Art de vivre

Leon Cocktail Bar, tous les plaisirs du cocktail à domicile

« Un bon cocktail c’est avant tout la bonne réponse apportée aux goûts du client. Un bon cocktail c’est un équilibre entre les mélanges et les doses, c’est oublier des phrases toutes faites du style : – Si c’est fort c’est que c’est bon’. Un bon cocktail, c’est primordial, doit être servi avec le sourire ». En quelques mots, le Cassidain Frédéric Laurence résume avec enthousiasme sa passion pour le cocktail et son cahier des charges. Le jeune bar tender a fondé son entreprise Léon cocktail bar le 26 août 2019 et court la région Provence-Alpes Côte d’Azur, avec quelques incursions à Montpellier, en Languedoc, pour y distiller la bonne parole. Leon Cocktail bar

Leon Cocktail Bar propose aux privés comme aux entreprises, un service sur-mesure, de l’animation du bar lors d’un mariage ou d’un événement familial, aux ateliers thématiques (comment faire ses sirops, la gestuelle du cocktail, les rudiments). « Le sur-mesure, j’adore ça » souffle Laurent qui reconnaît que 80% des demandes portent sur les mariages. Peu porté sur les études, le jeune entrepreneur a débuté sa carrière à 18 ans dans une boîte de Monaco pendant 5 ans. Riche de cet expérience, il s’exile ensuite à Paris, rue Montmartre avant de revenir en principauté exercer 2 ans. C’est à Sydney, lors d’un séjour australien de 2 ans, qu’il se familiarisera et se perfectionnera dans les gins autochtones, l’incitant à imaginer un gin tonic « à ma façon », envisagé sous un angle plus contemporain : – Il y a plein de nouveaux tonics et de variantes de gins qui ouvrent les portes de la créativité » estime Frédéric Laurent.
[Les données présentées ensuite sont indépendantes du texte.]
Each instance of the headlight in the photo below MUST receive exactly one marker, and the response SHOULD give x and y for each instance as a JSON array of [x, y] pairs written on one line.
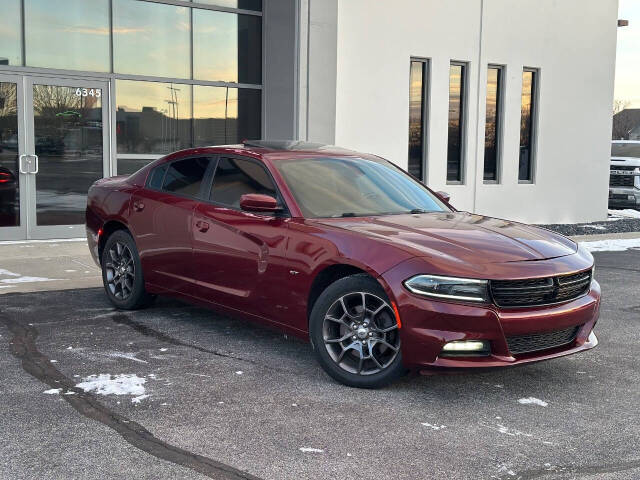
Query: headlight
[[464, 289]]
« La tendance est à l’amertume. De la Suze, du sirop de verveine, du muscat et du tonic… C’est une merveille »

Frédéric Laurence du Leon Cocktail Bar

Si le bar et la cuisine ont de nombreux points communs, le barman voient en eux des recettes déclinables à l’infini : – Comme en cuisine, les gens raffolent du visuel ; le cocktail doit impressionner d’abord et donner du plaisir ensuite ». Revenant sur le comportement du barman, Frédéric Laurence estime qu’il doit combiner savoir-faire et savoir-être. « Il faut créer du lien et susciter l’empathie » assure celui que l’on croise occasionnellement au Gaspard, au Carry nation ou chez Copper Bay à Marseille. Quant à la tendance du moment, elle est aux amers, portés par des alcools mythiques tels la Suze ou le Campari. La mode est un éternel recommencement.

Infos contacts Leon Cocktail Bar Instagram @leon_cocktail_bar et 06 16 57 65 77.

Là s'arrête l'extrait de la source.